ZIMBABWE will, in the next 10 years, be better than all African countries including South Africa because of its land reform exercise, says Economic Freedom Fighters (EFF) leader, Julius Malema.
Speaking in his first radio interview since spearheading the successful adoption of the first step in Parliament to change the constitution to allow land expropriation without compensation, EFF leader Julius Malema compared South Africa with Zimbabwe, which has already seen land grabs that led to widespread social and economic devastation.
Critics blame the land redistribution for the collapse in agricultural production that led to Zimbabwe’s economy being wrecked by hyperinflation, mass unemployment and emigration.
Since then, there has been a change in government in Zimbabwe and the government under Emmerson Mnangagwa has taken steps to undo some of the damage done to the agricultural sector when small groups of Robert Mugabe supporters travelled from farm to farm in the year 2000 to begin the process of forcing white landowners off their properties.
Many of the seized farms were given to Mugabe’s loyalists or fell into disrepair, though Mugabe said the reforms would help black people impoverished by British colonial rule.
Thousands of farmers were eventually forced off their land by the mobs or were evicted.
Many ousted farmers moved elsewhere in Africa, particularly Zambia, where they were welcomed for bringing investments in the form of capital, equipment and agricultural know-how.
AFP reported this week that farmer Robert Smart, who was pushed off his land in June 2017, was allowed to return to his farm within weeks of Mnangagwa’s inauguration, becoming the first — and so far only — white farmer to be given back his property.
Mnangagwa has, however, described Zimbabwe’s land seizures as “irreversible”, and has stressed that white farmers will not get their old land back. Instead, they are being encouraged to take other farms on new 99-year leases as the government seeks to boost the agricultural sector to revive the moribund economy and create jobs.
Evicted white farmers may also receive cash compensation — but where the money will come from is unclear.
However, Malema still believes that Zimbabwe’s example should be followed in South Africa. He said on web radio station TouchHD that “in the next 10 years Zimbabwe will be in a better position and it will be the only country in Africa where Africans own the land”.
He excoriated black people who had concerns about the economy, telling them they had been deceived.
“You stay in townships and you’re concerned about an economy that doesn’t even belong to you. Zimbabwe is better because at least they own their own land.”
He said that there was no way to change the economy without disruption.
“If we are scared to disrupt then there will no change. White people will then always own land.”
He acknowledged that the land issue could lead to civil war, but that if they followed the law then that could be avoidable.
“We must never go into civil war, we must have trust in our law. Yes we get scared, but our cause must help us to overcome the fear.”
He explained that the EFF’s vision for land was that no individual would be able to own land privately. Everything would be nationalised and the state would decide on the use of the land. This principle is contained in the party’s founding manifesto and constitution.

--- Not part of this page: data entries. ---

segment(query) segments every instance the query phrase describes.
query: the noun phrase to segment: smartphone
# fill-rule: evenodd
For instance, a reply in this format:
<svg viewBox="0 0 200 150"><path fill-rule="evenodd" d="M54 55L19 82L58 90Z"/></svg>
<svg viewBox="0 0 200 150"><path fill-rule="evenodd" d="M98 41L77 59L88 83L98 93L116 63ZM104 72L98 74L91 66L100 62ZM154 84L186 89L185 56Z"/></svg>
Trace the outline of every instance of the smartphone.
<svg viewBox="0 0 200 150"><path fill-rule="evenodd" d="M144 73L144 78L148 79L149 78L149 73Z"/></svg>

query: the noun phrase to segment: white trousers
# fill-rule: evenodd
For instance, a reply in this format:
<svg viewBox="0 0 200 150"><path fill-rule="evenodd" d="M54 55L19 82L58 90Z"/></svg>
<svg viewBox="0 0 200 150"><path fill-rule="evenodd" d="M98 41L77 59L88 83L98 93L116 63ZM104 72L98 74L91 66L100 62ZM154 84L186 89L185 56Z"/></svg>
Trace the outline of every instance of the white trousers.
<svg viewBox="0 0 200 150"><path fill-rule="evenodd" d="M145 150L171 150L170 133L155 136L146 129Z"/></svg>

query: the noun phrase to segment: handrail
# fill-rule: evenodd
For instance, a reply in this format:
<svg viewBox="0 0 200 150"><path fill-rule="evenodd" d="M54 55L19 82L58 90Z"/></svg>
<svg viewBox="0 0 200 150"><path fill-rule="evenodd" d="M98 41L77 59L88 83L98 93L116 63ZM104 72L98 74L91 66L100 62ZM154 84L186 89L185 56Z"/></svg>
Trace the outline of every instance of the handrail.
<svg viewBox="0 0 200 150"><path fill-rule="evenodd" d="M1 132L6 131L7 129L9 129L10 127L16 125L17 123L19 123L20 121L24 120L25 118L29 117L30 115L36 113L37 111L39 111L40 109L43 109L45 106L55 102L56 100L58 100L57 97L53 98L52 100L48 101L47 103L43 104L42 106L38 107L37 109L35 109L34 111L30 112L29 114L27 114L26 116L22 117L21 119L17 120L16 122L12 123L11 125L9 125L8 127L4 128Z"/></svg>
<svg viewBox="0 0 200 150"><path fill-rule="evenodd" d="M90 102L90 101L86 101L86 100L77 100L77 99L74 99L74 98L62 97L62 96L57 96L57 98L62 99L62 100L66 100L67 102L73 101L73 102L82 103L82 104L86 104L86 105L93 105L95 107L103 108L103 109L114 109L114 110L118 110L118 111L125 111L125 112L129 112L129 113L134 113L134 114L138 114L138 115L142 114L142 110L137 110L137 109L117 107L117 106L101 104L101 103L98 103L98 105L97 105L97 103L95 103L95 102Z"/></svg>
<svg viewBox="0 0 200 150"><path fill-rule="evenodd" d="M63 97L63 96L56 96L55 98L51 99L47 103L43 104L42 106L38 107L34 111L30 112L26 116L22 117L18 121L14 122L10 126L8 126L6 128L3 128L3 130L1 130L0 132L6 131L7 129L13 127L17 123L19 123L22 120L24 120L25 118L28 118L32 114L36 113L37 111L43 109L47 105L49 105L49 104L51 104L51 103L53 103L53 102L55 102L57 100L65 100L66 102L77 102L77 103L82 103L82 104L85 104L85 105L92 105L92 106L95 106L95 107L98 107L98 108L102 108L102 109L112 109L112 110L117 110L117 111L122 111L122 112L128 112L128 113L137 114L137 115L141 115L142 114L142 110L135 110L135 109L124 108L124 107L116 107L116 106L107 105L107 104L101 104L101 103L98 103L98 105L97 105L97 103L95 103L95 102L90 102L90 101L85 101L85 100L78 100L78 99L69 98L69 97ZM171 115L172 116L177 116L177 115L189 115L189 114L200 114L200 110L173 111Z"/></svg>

He said: “Every title deed will be meaningless and the state will be the custodian of all the land. The government will then outline what use will land be for.”
The governing ANC has made it clear it does not agree with this approach, though it hasn’t made it clear what its proposed alternative will be.
President Cyril Ramaphosa said today that land expropriation would not be a “smash and grab” attempt, and much consultation would take place to ensure the process would not harm food production, jobs and the economy as a whole.
He pleaded with groups that have been trying to warn other countries and investors that property rights are under threat in South Africa not to panic and to spread fear, but to rather embrace the positive spirit of the legislative change, which he felt could still bring benefits to the country.